Vascular disorder: Deep vein thrombosis

Postmarketing Experience

The following adverse reactions have been identified during post-approval use of Natrise. Because these reactions are reported voluntarily from a population of an unknown size, it is not always possible to reliably estimate their frequency or establish a causal relationship to drug exposure.

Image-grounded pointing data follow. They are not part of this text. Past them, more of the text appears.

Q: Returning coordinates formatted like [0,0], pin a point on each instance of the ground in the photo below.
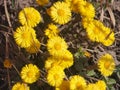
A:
[107,11]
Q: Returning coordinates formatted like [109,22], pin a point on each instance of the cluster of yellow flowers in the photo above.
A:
[29,74]
[60,57]
[25,35]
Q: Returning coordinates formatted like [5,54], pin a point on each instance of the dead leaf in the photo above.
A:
[112,17]
[102,15]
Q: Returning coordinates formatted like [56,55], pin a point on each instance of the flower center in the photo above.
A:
[78,85]
[29,74]
[61,12]
[57,46]
[24,35]
[56,76]
[107,65]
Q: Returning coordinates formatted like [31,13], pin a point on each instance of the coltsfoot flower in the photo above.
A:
[30,73]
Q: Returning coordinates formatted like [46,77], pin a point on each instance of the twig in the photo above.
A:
[9,79]
[16,69]
[6,12]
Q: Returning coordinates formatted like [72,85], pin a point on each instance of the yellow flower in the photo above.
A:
[64,86]
[7,63]
[95,31]
[42,2]
[77,83]
[20,86]
[56,46]
[51,31]
[68,2]
[106,65]
[87,10]
[24,36]
[86,22]
[55,76]
[34,48]
[65,60]
[76,4]
[29,16]
[101,85]
[30,73]
[109,37]
[49,62]
[92,86]
[60,12]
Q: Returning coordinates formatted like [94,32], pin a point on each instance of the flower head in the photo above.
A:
[106,65]
[24,36]
[60,12]
[56,46]
[87,10]
[92,86]
[51,31]
[34,47]
[65,85]
[29,16]
[49,62]
[55,76]
[30,73]
[77,83]
[65,60]
[101,85]
[7,63]
[109,37]
[76,4]
[95,31]
[42,2]
[20,86]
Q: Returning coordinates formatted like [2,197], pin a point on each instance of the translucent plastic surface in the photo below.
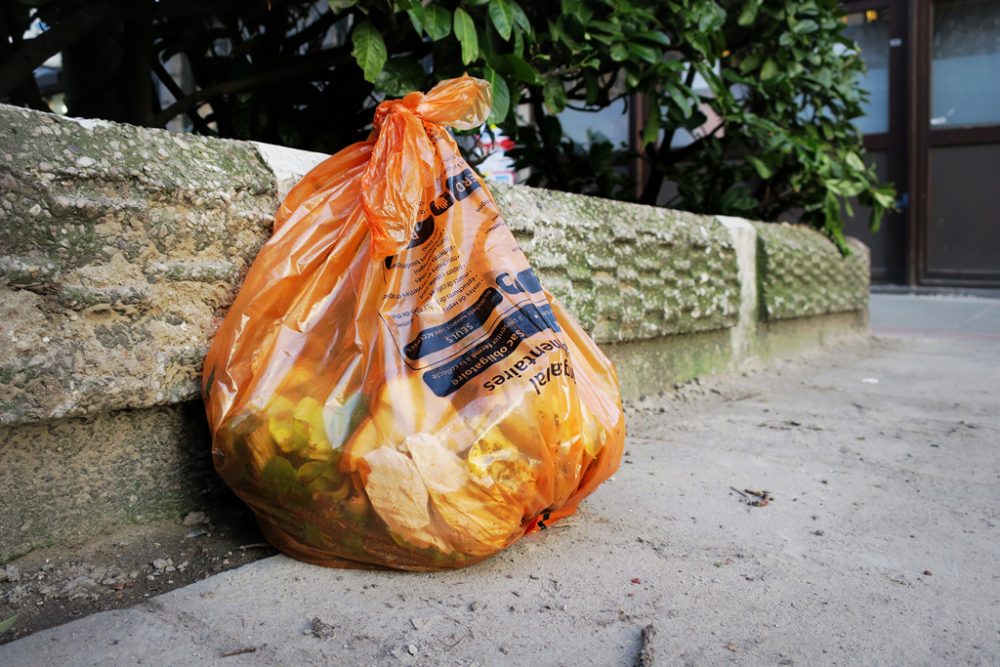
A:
[392,387]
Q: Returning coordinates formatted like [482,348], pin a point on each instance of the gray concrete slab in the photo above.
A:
[935,315]
[880,547]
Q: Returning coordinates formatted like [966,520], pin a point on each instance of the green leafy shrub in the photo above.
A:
[771,86]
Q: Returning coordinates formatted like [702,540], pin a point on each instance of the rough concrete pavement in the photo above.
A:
[880,546]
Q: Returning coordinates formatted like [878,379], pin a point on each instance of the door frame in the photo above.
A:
[895,143]
[923,139]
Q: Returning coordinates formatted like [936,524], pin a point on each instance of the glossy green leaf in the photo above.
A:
[437,22]
[369,50]
[465,32]
[769,70]
[502,16]
[554,93]
[651,131]
[338,6]
[501,95]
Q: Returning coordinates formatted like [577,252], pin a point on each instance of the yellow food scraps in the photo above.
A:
[392,386]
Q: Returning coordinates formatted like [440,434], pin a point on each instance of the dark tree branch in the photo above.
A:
[297,67]
[168,82]
[21,63]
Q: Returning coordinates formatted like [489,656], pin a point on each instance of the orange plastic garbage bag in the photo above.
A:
[392,386]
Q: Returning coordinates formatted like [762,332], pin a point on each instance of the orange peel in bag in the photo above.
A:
[392,386]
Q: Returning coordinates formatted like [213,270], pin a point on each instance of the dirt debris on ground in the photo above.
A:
[837,570]
[56,585]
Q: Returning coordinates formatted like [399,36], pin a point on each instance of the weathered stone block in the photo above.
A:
[84,475]
[800,273]
[653,272]
[119,248]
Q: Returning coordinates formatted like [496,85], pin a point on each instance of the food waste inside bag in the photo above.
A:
[392,386]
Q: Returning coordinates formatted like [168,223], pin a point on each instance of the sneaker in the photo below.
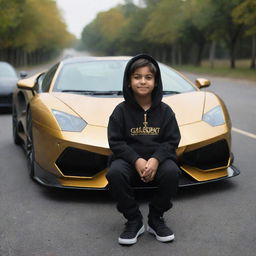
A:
[131,232]
[157,227]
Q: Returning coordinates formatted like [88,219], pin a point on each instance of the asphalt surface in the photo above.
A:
[208,220]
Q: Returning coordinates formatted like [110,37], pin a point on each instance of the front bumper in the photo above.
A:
[46,178]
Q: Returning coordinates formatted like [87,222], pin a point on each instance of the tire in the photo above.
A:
[30,153]
[16,139]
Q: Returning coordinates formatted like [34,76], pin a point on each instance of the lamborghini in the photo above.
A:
[60,117]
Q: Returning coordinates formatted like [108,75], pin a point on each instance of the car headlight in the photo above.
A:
[69,122]
[215,116]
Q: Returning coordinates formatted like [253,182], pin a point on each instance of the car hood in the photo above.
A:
[188,107]
[7,84]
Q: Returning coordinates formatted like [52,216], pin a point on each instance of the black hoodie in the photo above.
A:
[134,132]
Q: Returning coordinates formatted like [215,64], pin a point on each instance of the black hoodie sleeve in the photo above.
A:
[116,138]
[170,140]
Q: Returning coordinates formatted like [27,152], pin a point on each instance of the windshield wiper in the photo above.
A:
[95,92]
[170,92]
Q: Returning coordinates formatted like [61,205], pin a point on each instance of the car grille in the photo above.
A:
[82,163]
[6,100]
[209,157]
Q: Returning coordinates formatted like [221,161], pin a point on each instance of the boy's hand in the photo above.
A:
[150,169]
[140,166]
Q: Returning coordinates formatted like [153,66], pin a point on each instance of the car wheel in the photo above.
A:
[16,138]
[29,145]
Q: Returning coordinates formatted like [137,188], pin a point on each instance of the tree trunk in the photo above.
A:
[232,56]
[199,54]
[253,61]
[174,54]
[179,55]
[212,54]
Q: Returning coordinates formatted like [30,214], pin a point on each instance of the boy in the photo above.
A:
[143,135]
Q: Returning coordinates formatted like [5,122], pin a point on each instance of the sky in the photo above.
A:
[78,13]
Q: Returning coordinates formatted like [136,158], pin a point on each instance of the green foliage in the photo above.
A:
[28,26]
[245,13]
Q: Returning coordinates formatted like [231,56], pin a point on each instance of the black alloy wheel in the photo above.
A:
[29,145]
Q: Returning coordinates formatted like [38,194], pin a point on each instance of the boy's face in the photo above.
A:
[142,81]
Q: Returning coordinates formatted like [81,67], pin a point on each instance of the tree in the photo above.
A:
[245,13]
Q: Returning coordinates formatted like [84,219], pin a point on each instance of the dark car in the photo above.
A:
[8,80]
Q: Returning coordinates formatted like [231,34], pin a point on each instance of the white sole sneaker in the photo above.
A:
[160,238]
[131,240]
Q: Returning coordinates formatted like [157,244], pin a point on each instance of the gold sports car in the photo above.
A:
[61,117]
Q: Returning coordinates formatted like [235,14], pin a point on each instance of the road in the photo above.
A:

Neurologic: Osmotic demyelination syndrome

Investigations: Hypernatremia

Removal of excess free body water increases serum osmolality and serum sodium concentrations. All patients treated with Natrise, especially those whose serum sodium levels become normal, should continue to be monitored to ensure serum sodium remains within normal limits. If hypernatremia is observed, management may include dose decreases or interruption of Natrise treatment, combined with modification of free-water intake or infusion. During clinical trials of hyponatremic patients, hypernatremia was reported as an adverse event in 0.7% of patients receiving Natrise vs. 0.6% of patients receiving placebo; analysis of laboratory values demonstrated an incidence of hypernatremia of 1.7% in patients receiving Natrise vs. 0.8% in patients receiving placebo.

Immune System Disorders

Hypersensitivity reactions including anaphylactic shock and rash generalized.